Essa ideia do valor da união vem dos nativos americanos: você pode quebrar uma lança facilmente, mas se tentar quebrar várias juntas não conseguirá. Os colonos anglo-americanos ouviram e aprenderam tão rapidamente que não deixaram tempo para que as nações nativas se unissem de forma eficaz. Hoje é um símbolo irônico no brasão dos Estados Unidos.

Na briga com a China, Estados Unidos precipita um final violento para sua hegemonia

RF. As acusações de Donald Trump contra a China de usar o canal para si têm fundamento?

JM: É falso e contraditório. A presença chinesa no Panamá é insignificante. O problema é que a China não para de fazer bem as coisas e, como qualquer potência industrial e comercial, tem o direito de usar o Canal do Panamá e qualquer outro porto se não usar a violência como é tradicional nos Estados Unidos e nos impérios anglo-saxónicos.

O que mais irrita da China é que recuperou o seu estatuto de superpotência mundial sem invadir ou destruir qualquer país. Os “comunistas empobrecedores” não só se separaram do resto em termos de desenvolvimento, mas os capitalistas bem-sucedidos devem-lhes fortunas.

Se os Estados Unidos fossem uma nação moderadamente inteligente, razoável e não fanática, geririam os seus terríveis problemas económicos, financeiros e sociais e o seu próprio declínio como império numa transição negociada com a China para garantir a colaboração estratégica. Mas, pelo contrário, Washington apela desesperadamente ao fim violento da sua hegemonia.

Temos tudo para ser um país desenvolvido e mais feliz, mas somos totalmente o oposto. Imagine que isso seja um fato enquanto ainda somos uma superpotência mundial e ainda podemos criar a moeda global digitando zeros num teclado. O que deve acontecer quando não temos esses privilégios e, ainda por cima, temos que enfrentar um mundo que não nos perdoa por sermos filhos da puta (sic) por tanto tempo?

Como responder a um agressor e ser independente de vez

RF. Como deveriam reagir os países afetados, direta e indiretamente, na América Latina, quer tenham as suas costas no Pacífico ou no Atlântico?

JM. Uma resposta razoável a curto prazo seria “negociar com Trump”. Foi mais ou menos isso que o México acabou de fazer ao suspender as taxas por um mês. Em parte podemos compreender Claudia Sheinbaum: os seus cidadãos estão em primeiro lugar e ela não quer uma recessão que atinja os mais pobres, por mais breve que seja.

A resposta mais estratégica a longo prazo é, simplesmente, não negociar com um chantagista. Nem é preciso se envolver numa disputa dialética, midiática e diplomática. O silêncio e a indiferença são a única maneira eficaz de lidar com um agressor.
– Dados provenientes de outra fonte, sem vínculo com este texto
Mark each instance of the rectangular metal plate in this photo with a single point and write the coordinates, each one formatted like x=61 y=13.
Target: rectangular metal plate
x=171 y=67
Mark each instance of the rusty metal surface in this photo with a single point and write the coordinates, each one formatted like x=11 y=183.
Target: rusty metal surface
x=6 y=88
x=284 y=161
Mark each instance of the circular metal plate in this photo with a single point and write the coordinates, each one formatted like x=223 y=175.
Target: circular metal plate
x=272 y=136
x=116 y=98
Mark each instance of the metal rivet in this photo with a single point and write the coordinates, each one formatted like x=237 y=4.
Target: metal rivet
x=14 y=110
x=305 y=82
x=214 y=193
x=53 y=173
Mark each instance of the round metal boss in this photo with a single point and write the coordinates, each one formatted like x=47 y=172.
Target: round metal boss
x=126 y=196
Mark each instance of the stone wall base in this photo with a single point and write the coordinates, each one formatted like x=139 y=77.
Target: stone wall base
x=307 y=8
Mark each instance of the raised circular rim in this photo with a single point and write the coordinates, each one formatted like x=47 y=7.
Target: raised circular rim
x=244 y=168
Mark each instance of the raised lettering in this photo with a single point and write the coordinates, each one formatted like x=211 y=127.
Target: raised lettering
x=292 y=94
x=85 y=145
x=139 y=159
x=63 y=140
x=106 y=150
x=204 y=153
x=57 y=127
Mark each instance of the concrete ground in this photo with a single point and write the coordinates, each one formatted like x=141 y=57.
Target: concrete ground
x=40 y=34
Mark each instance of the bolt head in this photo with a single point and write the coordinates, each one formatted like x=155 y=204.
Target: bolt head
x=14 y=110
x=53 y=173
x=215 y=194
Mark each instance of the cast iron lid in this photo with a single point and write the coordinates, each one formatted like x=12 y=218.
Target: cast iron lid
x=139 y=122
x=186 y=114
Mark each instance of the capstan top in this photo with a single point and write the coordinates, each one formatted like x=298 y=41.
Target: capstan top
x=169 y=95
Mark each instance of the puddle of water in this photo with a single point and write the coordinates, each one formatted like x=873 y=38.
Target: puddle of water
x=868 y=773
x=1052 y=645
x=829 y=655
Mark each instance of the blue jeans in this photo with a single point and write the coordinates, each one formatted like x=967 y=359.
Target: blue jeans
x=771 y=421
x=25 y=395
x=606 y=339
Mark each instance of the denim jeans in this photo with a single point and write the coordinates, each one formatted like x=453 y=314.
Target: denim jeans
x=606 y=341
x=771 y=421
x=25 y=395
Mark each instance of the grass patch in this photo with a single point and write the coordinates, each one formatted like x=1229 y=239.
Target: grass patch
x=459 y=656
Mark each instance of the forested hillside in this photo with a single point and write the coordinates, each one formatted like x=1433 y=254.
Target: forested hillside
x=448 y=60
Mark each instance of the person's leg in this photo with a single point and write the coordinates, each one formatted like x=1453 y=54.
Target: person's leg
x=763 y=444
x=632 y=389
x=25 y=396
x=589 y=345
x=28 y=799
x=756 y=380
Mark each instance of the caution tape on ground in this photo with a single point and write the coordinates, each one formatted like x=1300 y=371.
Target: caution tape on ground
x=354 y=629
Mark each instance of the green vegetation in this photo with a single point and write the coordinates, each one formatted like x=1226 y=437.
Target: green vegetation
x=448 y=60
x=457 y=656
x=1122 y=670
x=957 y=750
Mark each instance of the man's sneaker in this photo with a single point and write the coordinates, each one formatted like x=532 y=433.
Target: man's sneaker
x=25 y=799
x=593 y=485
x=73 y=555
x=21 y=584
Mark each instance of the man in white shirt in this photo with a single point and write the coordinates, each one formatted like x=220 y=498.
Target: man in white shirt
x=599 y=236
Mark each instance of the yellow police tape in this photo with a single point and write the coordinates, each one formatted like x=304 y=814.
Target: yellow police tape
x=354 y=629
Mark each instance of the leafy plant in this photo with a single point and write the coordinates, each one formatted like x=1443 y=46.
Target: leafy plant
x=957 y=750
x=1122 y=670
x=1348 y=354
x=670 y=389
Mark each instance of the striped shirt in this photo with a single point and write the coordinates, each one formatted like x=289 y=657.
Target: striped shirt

Se Trump impor tarifas de 25 por cento, o México deverá impor 30 por cento. É claro que isto deve ser feito em coordenação com o resto dos afectados, como o Canadá, a China e a Europa, e com o resto das futuras vítimas de novas agressões do Macho Alfa. O México deve procurar colocar os seus produtos noutros mercados. Não será apenas uma lição sobre o que acontece quando um país não respeita outro, mas também uma estratégia para garantir maior estabilidade no futuro.

O México é o principal parceiro comercial dos Estados Unidos e vice-versa, mas quando é que os Estados Unidos trataram o México como igual ou, pelo menos, com respeito? Quem não quer ver não vê.

Trump acredita que irá reverter o declínio do seu império intimidando as economias mais pequenas, mas seguir em frente é alimentar a fera. É um mal para o mundo e é um mal para nós aqui, que tenhamos de prolongar a agonia de uma mentalidade psicótica que não consegue ser feliz nem com todo o ouro do mundo.

*Jorge Majfud é um escritor, romancista e ensaísta uruguaio. Estudou arquitetura, graduando-se na Universidad de la República. Na atualidade, dedica-se integralmente à literatura e a seus artigos em diferentes meios de comunicação e é professor na Jacksonville University, na Florida.